I knocked on the door. It was opened by an extremely attractive young woman who smiled at me and said: "Oh yes, he's ready for you now," before heading off down the hotel corridor.
The room was almost in darkness. It was 11am. The Famous Footballer was sitting up in bed, covered only by a sheet and apparently naked.
The room stank of... how can I say this gently, all right I can't... sex.
TFF waved expansively at the couch opposite the bed and I took a seat while checking the memory banks to see if I could remember ever interviewing anyone so obviously post-coital.
I asked innocently whether that was his wife. "Oh, that's my... niece," he replied airily. At that moment, my eye fell on an almost indistinguishable object partly hidden under the foot of the bed. It was a pair of women's knickers, rolled up tightly in that fashion when they are taken off with some speed. His 'niece', it appeared, was heading home minus her underwear.
The things sportsmen say to us media types - and it was Jacob Oram's "I'll cut my finger off to play in the World Cup" throwaway line (picked up and amplified by the media) which reminded me of TFF.
Oram's comment was almost refreshing because so many sportsmen and women have trained themselves to say little or nothing controversial or colourful.
Sometimes this is because they have had a brush with the media or have perceived that their comments were beaten up into a lather they did not deserve. For the most part, however, it is a 'safety first' thing and tends to be the rule rather than the exception in this country. Some conversations with our sports stars would put a man on P and intravenous coffee to sleep.
It's a shame because sports fans would benefit from listening to or reading about sports stars who feel free enough to express themselves. But this needs one major element - trust. On both sides.
When I wrote the TFF interview up, I omitted reference to his hotel athletics (but only because I couldn't bring myself to end a marriage - possibly) and because he was voluble enough on other matters to put it in the shade. I mean, "Footballer Has Sex With Woman" is hardly news, is it?
But sportspeople expressing themselves fully need a media who are (a) responsible enough to showcase comments in the spirit with which they were delivered and (b) smart enough to know when they are being joshed.
Regrettably, sometimes neither applies. The reporting of Oram's comments - delivered with a slight smile on his face, apparently - in this country and then the amplified reporting of those reports by overseas media were a hoot.
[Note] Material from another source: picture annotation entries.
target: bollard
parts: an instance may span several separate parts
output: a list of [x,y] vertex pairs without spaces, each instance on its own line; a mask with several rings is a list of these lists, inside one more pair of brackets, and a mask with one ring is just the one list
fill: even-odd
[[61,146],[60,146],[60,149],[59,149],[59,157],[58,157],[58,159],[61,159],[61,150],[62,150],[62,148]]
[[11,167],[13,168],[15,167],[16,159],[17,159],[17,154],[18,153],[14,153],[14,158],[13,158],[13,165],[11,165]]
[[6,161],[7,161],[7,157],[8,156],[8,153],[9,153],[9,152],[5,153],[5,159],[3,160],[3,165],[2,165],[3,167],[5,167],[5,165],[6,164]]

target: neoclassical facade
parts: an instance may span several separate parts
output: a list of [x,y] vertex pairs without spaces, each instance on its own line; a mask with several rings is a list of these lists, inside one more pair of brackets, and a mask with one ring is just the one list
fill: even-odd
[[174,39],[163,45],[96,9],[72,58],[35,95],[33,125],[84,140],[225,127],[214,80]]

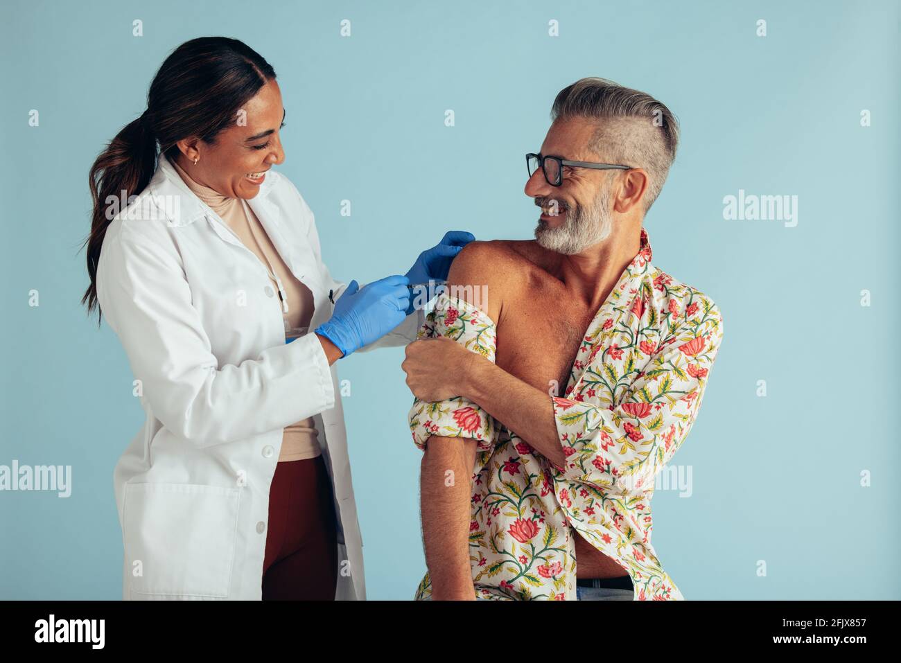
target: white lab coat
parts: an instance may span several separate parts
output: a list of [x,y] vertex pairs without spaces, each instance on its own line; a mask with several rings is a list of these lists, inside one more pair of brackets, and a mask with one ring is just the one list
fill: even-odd
[[[313,213],[274,169],[249,204],[313,292],[314,329],[346,284],[323,264]],[[282,429],[314,415],[339,523],[335,598],[365,599],[335,368],[314,334],[285,343],[263,264],[165,156],[110,223],[96,288],[147,413],[114,473],[123,598],[260,599]],[[419,310],[365,350],[406,344],[422,322]]]

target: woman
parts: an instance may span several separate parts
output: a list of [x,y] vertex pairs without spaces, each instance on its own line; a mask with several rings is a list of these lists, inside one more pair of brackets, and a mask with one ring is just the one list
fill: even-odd
[[333,280],[310,208],[270,169],[283,120],[262,57],[192,40],[91,168],[82,303],[147,413],[114,473],[125,599],[366,596],[332,365],[414,339],[408,286],[446,277],[473,238],[362,288]]

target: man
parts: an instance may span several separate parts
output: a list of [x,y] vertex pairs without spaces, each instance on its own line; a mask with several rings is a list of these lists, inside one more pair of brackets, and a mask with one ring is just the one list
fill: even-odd
[[424,450],[417,599],[684,598],[651,545],[650,500],[723,318],[651,264],[642,222],[678,125],[602,78],[564,88],[551,119],[527,158],[535,240],[467,246],[406,349]]

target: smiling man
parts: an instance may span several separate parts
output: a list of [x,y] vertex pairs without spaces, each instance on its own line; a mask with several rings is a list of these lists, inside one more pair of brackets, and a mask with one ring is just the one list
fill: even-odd
[[467,246],[406,349],[424,450],[417,599],[684,598],[651,545],[651,497],[723,318],[651,263],[642,224],[678,125],[603,78],[564,88],[551,119],[527,156],[535,240]]

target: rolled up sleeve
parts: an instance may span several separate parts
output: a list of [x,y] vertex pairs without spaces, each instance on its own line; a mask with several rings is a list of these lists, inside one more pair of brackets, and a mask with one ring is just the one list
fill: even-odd
[[[609,492],[643,491],[688,435],[722,339],[723,317],[711,303],[703,322],[658,349],[615,407],[553,396],[563,476]],[[607,377],[615,384],[622,376]]]
[[[465,299],[442,293],[434,300],[434,307],[425,315],[417,338],[439,336],[452,339],[471,352],[495,361],[495,323]],[[498,424],[494,417],[462,396],[434,402],[414,398],[408,419],[414,444],[422,450],[432,435],[476,440],[480,451],[493,449],[497,439]]]

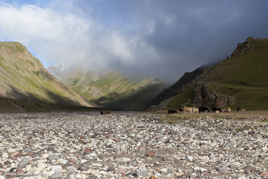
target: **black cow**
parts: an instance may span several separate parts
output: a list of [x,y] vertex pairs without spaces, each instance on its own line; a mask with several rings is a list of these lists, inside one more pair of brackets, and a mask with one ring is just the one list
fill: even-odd
[[222,109],[221,109],[220,108],[217,108],[216,107],[212,107],[212,111],[213,111],[213,112],[215,112],[215,111],[217,111],[218,110],[219,110],[219,111],[220,112],[222,112]]
[[200,107],[198,108],[198,110],[199,111],[199,113],[201,113],[201,112],[203,112],[204,113],[205,111],[206,110],[208,110],[208,108],[205,107]]
[[168,114],[175,114],[175,113],[178,113],[177,111],[172,111],[172,110],[169,110],[168,111]]

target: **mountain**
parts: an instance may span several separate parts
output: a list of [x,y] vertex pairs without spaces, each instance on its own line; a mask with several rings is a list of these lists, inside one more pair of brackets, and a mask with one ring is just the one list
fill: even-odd
[[183,85],[186,85],[195,79],[202,70],[218,64],[222,61],[222,60],[211,61],[197,68],[192,72],[186,72],[177,81],[169,87],[164,90],[156,96],[148,107],[150,106],[158,105],[162,101],[176,95],[177,91],[180,90]]
[[230,58],[202,70],[161,107],[177,109],[182,104],[267,110],[267,69],[268,38],[250,37],[238,44]]
[[49,66],[48,71],[76,92],[107,107],[142,110],[169,86],[163,81],[142,75],[135,78],[112,70],[92,69],[70,61]]
[[49,73],[18,42],[0,42],[0,97],[69,106],[98,106]]

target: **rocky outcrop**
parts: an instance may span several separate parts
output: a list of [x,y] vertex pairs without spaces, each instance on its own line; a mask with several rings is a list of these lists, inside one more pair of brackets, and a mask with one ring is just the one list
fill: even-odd
[[256,48],[251,43],[252,41],[253,40],[254,40],[253,38],[250,36],[247,39],[247,40],[245,42],[244,42],[242,44],[237,44],[237,47],[233,52],[230,58],[234,57],[240,53],[242,53],[245,49],[249,49],[251,50]]
[[98,96],[103,95],[102,91],[95,87],[91,87],[89,91],[88,92],[88,93],[90,93],[94,97],[96,97]]
[[221,108],[225,106],[228,102],[232,105],[234,104],[236,101],[233,98],[228,97],[211,89],[202,81],[198,81],[194,84],[194,105],[200,106],[204,104]]

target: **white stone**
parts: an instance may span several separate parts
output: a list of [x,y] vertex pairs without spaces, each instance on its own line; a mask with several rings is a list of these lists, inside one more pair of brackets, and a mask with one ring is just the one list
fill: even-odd
[[51,166],[51,170],[52,171],[55,171],[57,169],[59,169],[60,172],[62,170],[62,167],[60,165],[52,165]]
[[9,149],[8,150],[7,150],[7,152],[8,153],[14,153],[15,152],[17,152],[16,150],[16,149]]
[[91,171],[91,172],[90,172],[90,174],[91,175],[95,175],[95,174],[98,173],[99,172],[99,170],[94,170]]
[[91,157],[96,157],[97,156],[97,155],[94,153],[91,153],[89,154],[89,156]]
[[105,171],[102,171],[99,172],[98,174],[101,175],[108,175],[109,173]]
[[166,169],[162,169],[160,170],[160,172],[167,173],[167,170]]

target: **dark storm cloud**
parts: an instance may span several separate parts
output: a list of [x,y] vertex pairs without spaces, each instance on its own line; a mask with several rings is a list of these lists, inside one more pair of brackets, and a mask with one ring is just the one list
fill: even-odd
[[0,40],[8,36],[33,47],[50,65],[68,58],[174,82],[186,72],[230,57],[249,36],[268,38],[267,7],[266,1],[155,0],[3,5],[8,13],[28,16],[31,20],[24,22],[31,28],[28,33],[22,24],[19,32],[11,30],[18,29],[10,25],[18,19],[0,18]]

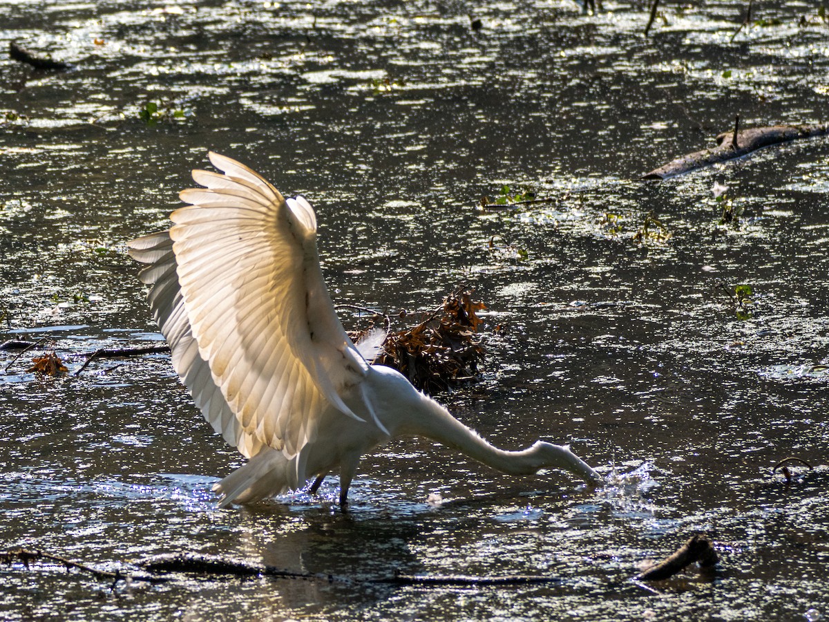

I read accounts from various Asian news outfits where they wondered about the propriety of a cricketer doing such a thing (as if Oram had already done it or had even intended to). Newsrooms here received calls from newspeople from overseas, asking if he'd "cut it off yet"?
I watched recently on US TV as a female reporter (who obviously knew nothing about the football game she was covering) was sent into the crowd to do "fan bites" and was hilariously covinced by three chubby Canadians that they were part of the Canadian Olympic Hide And Seek team.
It also brought to mind the escapades of one Joey Skaggs, an infamous media hoaxer in the USA who has embarrassed many reputable media folk by setting up improbable news stories, fanning the flames and then denouncing the whole thing as a hoax. He tries to show how the media can routinely feed the public with misinformation and laziness and inaction when it comes to double-checking facts.
Two of Skaggs' famous hoaxes were the Cathouse for Dogs ("get your dog a little tail", was the supposed slogan of a place where dog owners took their dogs for, ahem, some R&R. . .) and the Celebrity Sperm Bank where he hoaxed media that famous semen had been robbed and held hostage.
But perhaps the best was the Luther Blissett Project - a group of people in Europe who all called themselves by the name of the black English footballer plucked from Watford to play for Italian giants AC Milan because, as the story goes, he was mistaken for the rather more talented John Barnes.
Blissett was a disaster at Milan but his name lived on as the group began a series of intricate media hoaxes also designed to show how some media can be easily hoodwinked into providing false information - a lesson there for all journalists.
The most complex came in 1997 when LBP set up a hoax involving black masses, satanism, Christian witch-hunts - all swallowed by the Italian media and crusading politicians and turned into a national scandal before LBP fessed up.
Couldn't happen in New Zealand, could it? Better ask Jacob Oram.